Finding Sequences (Need help ASAP)

  • Paul White NZ (10/13/2010)


    Craig Farrell (10/8/2010)


    Craig,

    You can't use joins in a Quirky Update.

    Paul

    Can't, or shouldn't? I did get the correct results here when I tested the code, with no errors. What's the possible pitfalls of using the join, besides having clustered index sorting problems?


    - Craig Farrell

    Never stop learning, even if it hurts. Ego bruises are practically mandatory as you learn unless you've never risked enough to make a mistake.

    For better assistance in answering your questions[/url] | Forum Netiquette
    For index/tuning help, follow these directions.[/url] |Tally Tables[/url]

    Twitter: @AnyWayDBA

  • Sorry Paul, that was a bit abrupt and you deserve better than that, your explainations are always concise and instructive.

    I would agree in general that quirky update should not be joined under normal circumstances, but in this case it's a self join with only a single clustered index in control and the second join is a scan by nature. By using the self-join against a completely controlled object, the #tmp, the ordering doesn't falter as you might expect from other methods.

    I've played with this technique for creating data islands (to steal Jeff's term, it's better then mine) in 2k and 2k5 (I admit to having little practical experience in 2k8 besides goofing off at home), and have never had an issue as long as I control the entire table environment locally. If I needed to do more selective row computations, or external tables, I would usually include more columns to the #tmp to pre-select the data before igniting the quirky update.
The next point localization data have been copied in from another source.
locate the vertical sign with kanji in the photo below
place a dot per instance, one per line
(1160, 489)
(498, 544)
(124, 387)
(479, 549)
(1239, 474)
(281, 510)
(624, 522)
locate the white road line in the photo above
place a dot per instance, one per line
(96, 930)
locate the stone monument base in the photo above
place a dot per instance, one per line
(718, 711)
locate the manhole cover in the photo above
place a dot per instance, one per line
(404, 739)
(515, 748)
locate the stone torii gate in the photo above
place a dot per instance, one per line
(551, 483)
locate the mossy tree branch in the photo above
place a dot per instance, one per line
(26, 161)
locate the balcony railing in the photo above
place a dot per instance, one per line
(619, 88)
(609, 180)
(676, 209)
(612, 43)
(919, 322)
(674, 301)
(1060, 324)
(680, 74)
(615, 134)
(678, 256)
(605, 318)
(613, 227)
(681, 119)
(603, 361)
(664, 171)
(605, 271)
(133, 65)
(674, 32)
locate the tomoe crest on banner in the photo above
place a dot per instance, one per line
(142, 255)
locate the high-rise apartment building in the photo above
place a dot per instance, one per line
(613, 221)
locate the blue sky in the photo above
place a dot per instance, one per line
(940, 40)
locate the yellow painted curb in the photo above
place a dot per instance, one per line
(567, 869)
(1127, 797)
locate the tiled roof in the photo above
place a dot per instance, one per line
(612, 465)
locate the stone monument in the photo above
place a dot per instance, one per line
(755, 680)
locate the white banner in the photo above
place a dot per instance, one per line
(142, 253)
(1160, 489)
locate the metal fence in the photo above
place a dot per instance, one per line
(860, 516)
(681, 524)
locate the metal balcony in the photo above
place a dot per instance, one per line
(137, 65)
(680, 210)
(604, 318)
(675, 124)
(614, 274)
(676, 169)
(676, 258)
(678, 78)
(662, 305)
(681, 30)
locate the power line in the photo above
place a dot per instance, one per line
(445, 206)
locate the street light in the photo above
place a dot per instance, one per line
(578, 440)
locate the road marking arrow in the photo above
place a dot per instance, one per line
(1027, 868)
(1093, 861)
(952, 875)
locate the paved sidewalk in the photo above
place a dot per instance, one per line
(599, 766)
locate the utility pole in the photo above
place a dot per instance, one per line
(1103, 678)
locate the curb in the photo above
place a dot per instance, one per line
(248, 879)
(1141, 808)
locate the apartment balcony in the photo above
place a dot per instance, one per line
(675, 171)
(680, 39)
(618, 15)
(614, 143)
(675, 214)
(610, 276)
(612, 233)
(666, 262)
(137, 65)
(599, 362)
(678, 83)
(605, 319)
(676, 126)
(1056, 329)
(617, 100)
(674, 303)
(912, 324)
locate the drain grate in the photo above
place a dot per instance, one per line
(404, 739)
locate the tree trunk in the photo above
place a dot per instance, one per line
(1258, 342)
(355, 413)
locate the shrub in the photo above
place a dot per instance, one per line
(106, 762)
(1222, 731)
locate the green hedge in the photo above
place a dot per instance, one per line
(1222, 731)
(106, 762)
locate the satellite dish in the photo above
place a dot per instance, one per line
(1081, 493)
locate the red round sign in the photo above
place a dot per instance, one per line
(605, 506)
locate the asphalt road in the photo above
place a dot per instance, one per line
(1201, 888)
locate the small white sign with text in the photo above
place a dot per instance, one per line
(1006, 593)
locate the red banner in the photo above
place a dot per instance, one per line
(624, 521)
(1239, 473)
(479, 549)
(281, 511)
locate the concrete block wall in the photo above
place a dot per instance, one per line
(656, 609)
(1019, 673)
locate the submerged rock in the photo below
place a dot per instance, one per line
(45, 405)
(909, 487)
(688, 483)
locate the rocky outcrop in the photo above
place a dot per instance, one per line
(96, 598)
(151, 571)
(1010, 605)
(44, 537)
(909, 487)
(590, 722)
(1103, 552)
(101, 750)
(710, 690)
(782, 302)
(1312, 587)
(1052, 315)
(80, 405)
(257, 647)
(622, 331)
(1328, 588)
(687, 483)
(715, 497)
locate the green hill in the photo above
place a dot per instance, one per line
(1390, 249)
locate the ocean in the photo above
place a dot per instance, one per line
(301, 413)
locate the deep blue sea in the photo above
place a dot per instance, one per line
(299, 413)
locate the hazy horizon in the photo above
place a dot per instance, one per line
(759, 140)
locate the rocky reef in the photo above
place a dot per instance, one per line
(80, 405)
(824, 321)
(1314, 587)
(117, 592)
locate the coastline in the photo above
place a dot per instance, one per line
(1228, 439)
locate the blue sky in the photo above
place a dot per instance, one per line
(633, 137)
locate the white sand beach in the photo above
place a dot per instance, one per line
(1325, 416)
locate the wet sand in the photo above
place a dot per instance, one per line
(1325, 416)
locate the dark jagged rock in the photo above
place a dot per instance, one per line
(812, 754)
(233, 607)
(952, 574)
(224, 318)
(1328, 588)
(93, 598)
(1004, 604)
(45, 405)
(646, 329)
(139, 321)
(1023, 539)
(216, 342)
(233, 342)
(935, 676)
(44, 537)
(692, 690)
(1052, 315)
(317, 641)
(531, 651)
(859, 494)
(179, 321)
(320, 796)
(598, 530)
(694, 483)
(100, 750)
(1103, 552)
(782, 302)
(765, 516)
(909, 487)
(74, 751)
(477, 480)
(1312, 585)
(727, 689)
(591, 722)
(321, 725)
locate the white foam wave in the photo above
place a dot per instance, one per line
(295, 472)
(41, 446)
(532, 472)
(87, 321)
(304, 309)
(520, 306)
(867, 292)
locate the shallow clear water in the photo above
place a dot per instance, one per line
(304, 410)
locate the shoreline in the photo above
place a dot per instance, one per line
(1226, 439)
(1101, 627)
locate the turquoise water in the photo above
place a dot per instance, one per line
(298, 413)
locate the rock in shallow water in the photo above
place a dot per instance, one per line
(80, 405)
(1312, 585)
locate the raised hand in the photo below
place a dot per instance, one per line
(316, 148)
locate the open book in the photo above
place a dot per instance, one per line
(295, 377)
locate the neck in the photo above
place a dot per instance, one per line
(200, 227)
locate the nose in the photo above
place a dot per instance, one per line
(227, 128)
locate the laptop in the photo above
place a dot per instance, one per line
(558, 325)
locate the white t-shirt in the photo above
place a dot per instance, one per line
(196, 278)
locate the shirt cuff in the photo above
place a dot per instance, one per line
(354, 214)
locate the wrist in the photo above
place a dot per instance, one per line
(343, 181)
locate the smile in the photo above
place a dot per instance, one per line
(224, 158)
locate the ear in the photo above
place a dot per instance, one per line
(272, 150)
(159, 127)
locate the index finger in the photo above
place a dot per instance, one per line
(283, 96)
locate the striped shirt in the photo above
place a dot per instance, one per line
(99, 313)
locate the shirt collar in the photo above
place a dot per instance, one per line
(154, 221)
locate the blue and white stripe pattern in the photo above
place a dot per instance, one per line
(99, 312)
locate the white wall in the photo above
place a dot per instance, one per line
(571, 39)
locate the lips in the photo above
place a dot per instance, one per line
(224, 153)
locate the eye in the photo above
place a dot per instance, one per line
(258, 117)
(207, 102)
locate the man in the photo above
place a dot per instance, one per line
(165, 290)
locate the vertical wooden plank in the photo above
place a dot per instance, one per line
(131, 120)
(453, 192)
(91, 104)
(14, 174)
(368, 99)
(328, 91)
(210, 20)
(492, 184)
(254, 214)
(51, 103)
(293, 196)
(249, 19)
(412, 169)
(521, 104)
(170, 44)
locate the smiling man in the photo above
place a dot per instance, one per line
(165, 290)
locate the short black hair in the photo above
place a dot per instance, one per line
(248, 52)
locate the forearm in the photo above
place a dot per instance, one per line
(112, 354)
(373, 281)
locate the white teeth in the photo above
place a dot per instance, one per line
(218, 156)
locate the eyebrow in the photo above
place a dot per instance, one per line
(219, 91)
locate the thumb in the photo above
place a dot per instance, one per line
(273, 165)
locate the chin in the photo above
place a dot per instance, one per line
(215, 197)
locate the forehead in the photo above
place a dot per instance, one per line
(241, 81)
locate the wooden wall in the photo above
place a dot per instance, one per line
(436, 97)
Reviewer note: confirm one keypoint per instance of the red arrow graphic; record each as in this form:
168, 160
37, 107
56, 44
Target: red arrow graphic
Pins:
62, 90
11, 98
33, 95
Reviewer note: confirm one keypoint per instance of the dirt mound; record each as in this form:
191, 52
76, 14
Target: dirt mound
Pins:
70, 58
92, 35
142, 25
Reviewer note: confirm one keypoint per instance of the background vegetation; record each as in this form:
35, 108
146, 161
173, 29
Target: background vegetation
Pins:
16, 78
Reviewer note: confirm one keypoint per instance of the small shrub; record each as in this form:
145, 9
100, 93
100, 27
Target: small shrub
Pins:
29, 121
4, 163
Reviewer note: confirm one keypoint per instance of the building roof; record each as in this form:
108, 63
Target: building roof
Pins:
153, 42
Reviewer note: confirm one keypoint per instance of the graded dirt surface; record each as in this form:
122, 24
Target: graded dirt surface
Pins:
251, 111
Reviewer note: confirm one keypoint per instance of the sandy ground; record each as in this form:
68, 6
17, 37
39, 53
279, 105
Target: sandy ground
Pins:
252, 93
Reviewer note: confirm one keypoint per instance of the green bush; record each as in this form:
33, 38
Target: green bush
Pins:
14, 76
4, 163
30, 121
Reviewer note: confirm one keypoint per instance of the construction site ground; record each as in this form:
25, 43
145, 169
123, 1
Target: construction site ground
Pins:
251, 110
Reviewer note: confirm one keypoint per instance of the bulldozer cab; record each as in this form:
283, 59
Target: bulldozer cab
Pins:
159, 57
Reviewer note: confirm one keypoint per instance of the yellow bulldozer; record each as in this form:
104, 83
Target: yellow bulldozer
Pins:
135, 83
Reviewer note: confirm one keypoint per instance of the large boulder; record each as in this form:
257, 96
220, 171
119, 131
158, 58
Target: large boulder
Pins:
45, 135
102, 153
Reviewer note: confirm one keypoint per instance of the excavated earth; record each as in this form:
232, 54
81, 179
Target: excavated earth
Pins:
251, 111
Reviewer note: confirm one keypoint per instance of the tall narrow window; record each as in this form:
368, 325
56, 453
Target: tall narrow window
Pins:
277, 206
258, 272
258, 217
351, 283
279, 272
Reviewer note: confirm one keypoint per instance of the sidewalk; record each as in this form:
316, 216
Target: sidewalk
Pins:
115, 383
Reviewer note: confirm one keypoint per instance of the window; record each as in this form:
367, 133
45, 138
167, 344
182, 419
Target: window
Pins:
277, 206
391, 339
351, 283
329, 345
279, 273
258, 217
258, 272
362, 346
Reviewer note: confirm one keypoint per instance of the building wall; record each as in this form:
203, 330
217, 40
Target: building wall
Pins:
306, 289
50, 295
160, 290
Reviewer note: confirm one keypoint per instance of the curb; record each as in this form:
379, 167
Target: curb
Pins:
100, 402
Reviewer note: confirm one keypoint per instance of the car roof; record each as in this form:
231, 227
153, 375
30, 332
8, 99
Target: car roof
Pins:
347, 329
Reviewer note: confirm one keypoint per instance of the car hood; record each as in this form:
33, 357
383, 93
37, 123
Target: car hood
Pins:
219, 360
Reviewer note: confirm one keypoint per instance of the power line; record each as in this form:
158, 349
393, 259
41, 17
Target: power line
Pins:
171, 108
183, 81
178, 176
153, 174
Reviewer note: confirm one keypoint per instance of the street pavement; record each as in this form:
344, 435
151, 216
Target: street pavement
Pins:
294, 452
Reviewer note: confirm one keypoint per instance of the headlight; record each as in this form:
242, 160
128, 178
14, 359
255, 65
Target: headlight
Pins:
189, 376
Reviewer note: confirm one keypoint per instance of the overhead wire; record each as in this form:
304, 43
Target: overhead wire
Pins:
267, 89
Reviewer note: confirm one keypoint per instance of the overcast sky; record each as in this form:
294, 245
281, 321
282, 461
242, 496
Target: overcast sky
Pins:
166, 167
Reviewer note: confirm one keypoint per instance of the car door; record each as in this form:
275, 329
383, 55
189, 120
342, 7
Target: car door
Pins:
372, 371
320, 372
    Now, I haven't done the deep root level analysis this would deserve as a dissertation, but my understanding is that the scan, and thus the merge join off the clustered scan, will not modify the ordering because the clustered scan from the primary input won't alter. However, if I had left in a second index with a flipped ordering and it decided to use that instead, I'd have been in trouble.

    But, Jeff's come up with something I haven't thought of before and haven't had time to puzzle through and grok it, and it seems more efficient for creating data islands. I may have to switch my methodology. 🙂


    - Craig Farrell

    Never stop learning, even if it hurts. Ego bruises are practically mandatory as you learn unless you've never risked enough to make a mistake.

    For better assistance in answering your questions[/url] | Forum Netiquette
    For index/tuning help, follow these directions.[/url] |Tally Tables[/url]

    Twitter: @AnyWayDBA

  • Craig Farrell (10/14/2010)


    Sorry Paul, that was a bit abrupt and you deserve better than that, your explainations are always concise and instructive.

    No need to apologise. My reply was shorter than usual because I was pressed for time and just scanned this thread while responding to another of Craig's threads.

    The Quirky Update has a number of rules (as you know) and one of the main ones is that there cannot be a join operation. It is frequently possible to achieve the desired 'running total' results while breaking one or more QU 'rules', but I think it puts Jeff in an awkward position: Someone else may see your code, adapt it for their own use, and then blame the QU when it all blows up horribly next week.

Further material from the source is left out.